Charities welcome closure of loophole

Children’s charities in Scotland have welcomed the country’s new
child protection bill, which will close a loophole that previously
allowed unsuitable people to work with children.

The Protection of Children (Scotland) Bill will create a list of
persons unsuitable to work with children. Nurseries, schools and
youth organisations will have to refer to this list before
employing anyone.

Employers will have to put a person on the list if they are sacked
or moved because of their behaviour towards children, regardless of
whether they are subsequently convicted of any crime.

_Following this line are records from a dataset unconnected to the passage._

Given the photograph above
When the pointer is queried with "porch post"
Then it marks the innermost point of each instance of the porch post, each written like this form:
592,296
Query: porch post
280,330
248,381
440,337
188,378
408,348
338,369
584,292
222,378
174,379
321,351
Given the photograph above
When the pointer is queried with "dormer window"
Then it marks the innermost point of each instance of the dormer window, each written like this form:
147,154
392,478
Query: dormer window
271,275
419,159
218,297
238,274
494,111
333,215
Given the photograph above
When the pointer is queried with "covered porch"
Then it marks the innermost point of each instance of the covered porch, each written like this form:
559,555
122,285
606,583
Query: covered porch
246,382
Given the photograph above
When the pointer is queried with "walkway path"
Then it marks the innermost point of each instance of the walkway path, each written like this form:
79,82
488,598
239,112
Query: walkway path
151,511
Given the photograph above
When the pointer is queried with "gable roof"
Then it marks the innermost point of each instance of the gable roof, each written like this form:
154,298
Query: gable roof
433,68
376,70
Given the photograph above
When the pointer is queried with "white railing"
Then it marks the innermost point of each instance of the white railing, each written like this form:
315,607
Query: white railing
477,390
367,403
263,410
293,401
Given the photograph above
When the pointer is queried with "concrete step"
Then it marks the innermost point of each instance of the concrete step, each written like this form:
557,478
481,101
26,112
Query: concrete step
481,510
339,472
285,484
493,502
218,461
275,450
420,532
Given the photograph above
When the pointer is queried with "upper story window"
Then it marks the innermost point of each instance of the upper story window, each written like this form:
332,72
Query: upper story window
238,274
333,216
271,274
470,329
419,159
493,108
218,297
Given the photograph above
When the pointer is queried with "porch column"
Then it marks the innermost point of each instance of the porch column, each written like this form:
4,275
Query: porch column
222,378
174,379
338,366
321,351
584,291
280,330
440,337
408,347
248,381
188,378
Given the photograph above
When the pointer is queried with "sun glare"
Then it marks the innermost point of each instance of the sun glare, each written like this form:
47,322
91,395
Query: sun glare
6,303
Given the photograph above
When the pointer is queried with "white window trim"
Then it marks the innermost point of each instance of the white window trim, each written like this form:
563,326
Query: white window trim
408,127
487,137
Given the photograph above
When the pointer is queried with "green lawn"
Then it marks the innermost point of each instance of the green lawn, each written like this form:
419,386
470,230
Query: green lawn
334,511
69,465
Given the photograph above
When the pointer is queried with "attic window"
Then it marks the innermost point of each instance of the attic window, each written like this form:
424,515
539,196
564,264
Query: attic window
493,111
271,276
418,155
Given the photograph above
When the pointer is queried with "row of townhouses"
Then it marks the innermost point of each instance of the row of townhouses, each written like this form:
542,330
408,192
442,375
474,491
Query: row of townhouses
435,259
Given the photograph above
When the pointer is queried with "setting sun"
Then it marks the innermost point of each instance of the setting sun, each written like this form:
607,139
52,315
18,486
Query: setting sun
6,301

It will be an offence for anyone on the list to apply for a job
involving contact with children, and an offence for an organisation
not to check the list before employing someone.

Chief executive of Children First Margaret Mackay said:
“Safeguarding our children must be our highest priority. In any
situation where the rights of adults and the protection of children
are in the balance, the rights of children must come first.”

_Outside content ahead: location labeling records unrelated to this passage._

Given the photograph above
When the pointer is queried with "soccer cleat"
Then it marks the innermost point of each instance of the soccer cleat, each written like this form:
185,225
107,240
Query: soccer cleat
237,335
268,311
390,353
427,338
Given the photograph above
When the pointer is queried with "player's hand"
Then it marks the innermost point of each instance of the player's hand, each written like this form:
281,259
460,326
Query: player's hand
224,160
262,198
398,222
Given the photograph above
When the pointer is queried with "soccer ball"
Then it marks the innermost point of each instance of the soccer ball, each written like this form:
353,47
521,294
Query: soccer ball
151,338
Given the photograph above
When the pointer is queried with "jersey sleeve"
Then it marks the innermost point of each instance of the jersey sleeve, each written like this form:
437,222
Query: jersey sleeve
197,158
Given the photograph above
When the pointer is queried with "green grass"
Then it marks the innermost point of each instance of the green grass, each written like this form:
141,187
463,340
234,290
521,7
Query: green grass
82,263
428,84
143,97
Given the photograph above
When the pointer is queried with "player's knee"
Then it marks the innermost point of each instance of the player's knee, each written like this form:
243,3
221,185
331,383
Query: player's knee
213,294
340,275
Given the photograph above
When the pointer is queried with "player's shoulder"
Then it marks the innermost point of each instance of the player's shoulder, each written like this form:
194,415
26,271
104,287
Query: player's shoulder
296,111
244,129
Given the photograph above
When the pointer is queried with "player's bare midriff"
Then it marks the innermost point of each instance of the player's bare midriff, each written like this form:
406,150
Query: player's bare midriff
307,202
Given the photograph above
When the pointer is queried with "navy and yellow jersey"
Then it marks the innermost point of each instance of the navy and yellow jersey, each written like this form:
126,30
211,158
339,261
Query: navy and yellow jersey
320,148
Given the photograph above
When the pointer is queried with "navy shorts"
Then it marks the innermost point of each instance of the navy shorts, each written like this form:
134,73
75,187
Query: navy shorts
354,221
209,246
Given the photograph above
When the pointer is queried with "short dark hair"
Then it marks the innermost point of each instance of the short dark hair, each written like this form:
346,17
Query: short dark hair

The bill comes just months ahead of the expected recommendations of
the child protection review, set up following the death of
three-year-old Kennedy McFarlane, who was murdered by her mother’s
boyfriend Thomas Duncan in May 2000.

An independent inquiry into Kennedy’s death by consultant
paediatrician Dr Helen Hammond, published in March 2001, found that
the girl’s life could have been saved if Dumfries and Galloway
Council had implemented its full child protection procedures.